2025/03/15 by Pétiori Gningagnou Laurence épse KAMARA TOURE, Ismaël Kamara, TOURE, Pétiori Gningagnou Laurence épse KAMARA +25
Biochemistry, Genetics and Molecular Biology · Environmental Science · Medicine · #Abidjan #Acute Lymphoblastic Leukemia research #Cancer #Carcinogens and Genotoxicity Assessment #Déchet toxique #Health, Environment, Cognitive Aging #Incidence
paper · doi:10.71655/uvcibv.3y899-swp10
openalex publication_date 2025/03/15 · openalex created_date 2025/12/28 · openalex updated_date 2026/07/01
Introduction Le cancer est une prolifération anarchique, incontrôlée de cellules anormales dites « cancéreuses » en présence de facteurs exogènes (chimiques, physiques…) ou endogènes (particulièrement génétiques et dysimmunitaires)]. En août 2006, un navire a déchargé illégalement 581 tonnes de déchets toxiques à Abidjan, faits d’un mélange d’hydrogène sulfuré, de pétrole, de phénols, soude caustique et de composés organiques sulfurés, hautement dangereux pour la santé voire cancérigène].Quelles ont été les conséquences sur l’incidence des cancers à Abidjan ? L’Objectif général de ce travail était de décrire l’incidence et la prévalence des cancers solides depuis le déversement des déchets toxiques à Abidjan (Côte d’Ivoire). Méthodes Il s’agissait d’une étude transversale rétrospective à visée descriptive qui s’est déroulée sur une période de 6 mois (janvier 2021 - juin 2021) dans le service de cancérologie du CHU de Treichville à Abidjan.

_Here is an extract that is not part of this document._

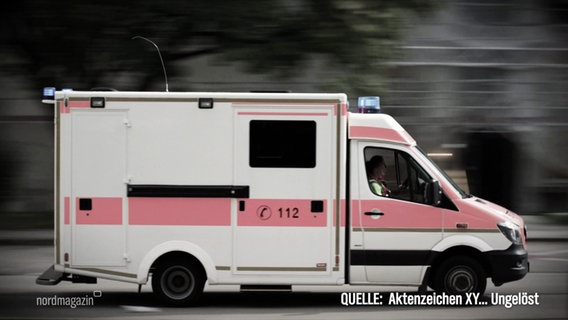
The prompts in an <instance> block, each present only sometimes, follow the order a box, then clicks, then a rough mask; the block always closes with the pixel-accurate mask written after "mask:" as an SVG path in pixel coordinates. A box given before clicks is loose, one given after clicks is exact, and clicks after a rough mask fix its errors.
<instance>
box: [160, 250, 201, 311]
mask: <svg viewBox="0 0 568 320" xmlns="http://www.w3.org/2000/svg"><path fill="white" fill-rule="evenodd" d="M204 285H205V274H204V272H203V268H201V266H200V265H199V264H198V263H197V262H194V261H191V260H174V261H166V262H165V263H161V264H159V265H158V267H157V268H156V270H155V271H154V273H153V274H152V290H153V291H154V293H155V294H157V295H158V296H159V297H160V299H162V301H164V302H165V303H166V304H167V305H170V306H175V307H182V306H191V305H194V304H195V303H196V302H197V300H198V299H199V297H200V296H201V293H203V287H204Z"/></svg>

La population d’étude était constituée de patients de tout âge et tout sexe confondus, suivis et ayant consultés durant la période d’étude, avec un dossier médical complet. Le recrutement des patients s’était fait de manière exhaustive. A l’aide d’une fiche d’enquête, nous avons recueilli les données.Les variables étudiées étaient les caractéristiques sociodémographiques et la répartition de l’incidence ainsi que la prévalence des cancers en fonction des lieux du déversement. Résultats Au total 500 patients ont été recueillis. Le sex-ratio était de 0,43. Dans notre étude, 65% des patients venaient de la ville d’Abidjan et parmi eux 38% des zones de déversement. Les patients des communes d’Abobo, Cocody, Koumassi et Yopougon de la capitale (Abidjan) étaient les plus exposés avec des fréquences respectives de 13%, 8,4% ,3% et 18%. Conclusion Le déversement des déchets toxiques pourrait avoir un impact sur le taux croissant des cancers solides mais les autres facteurs de risque ne pourraient totalement pas être exclus.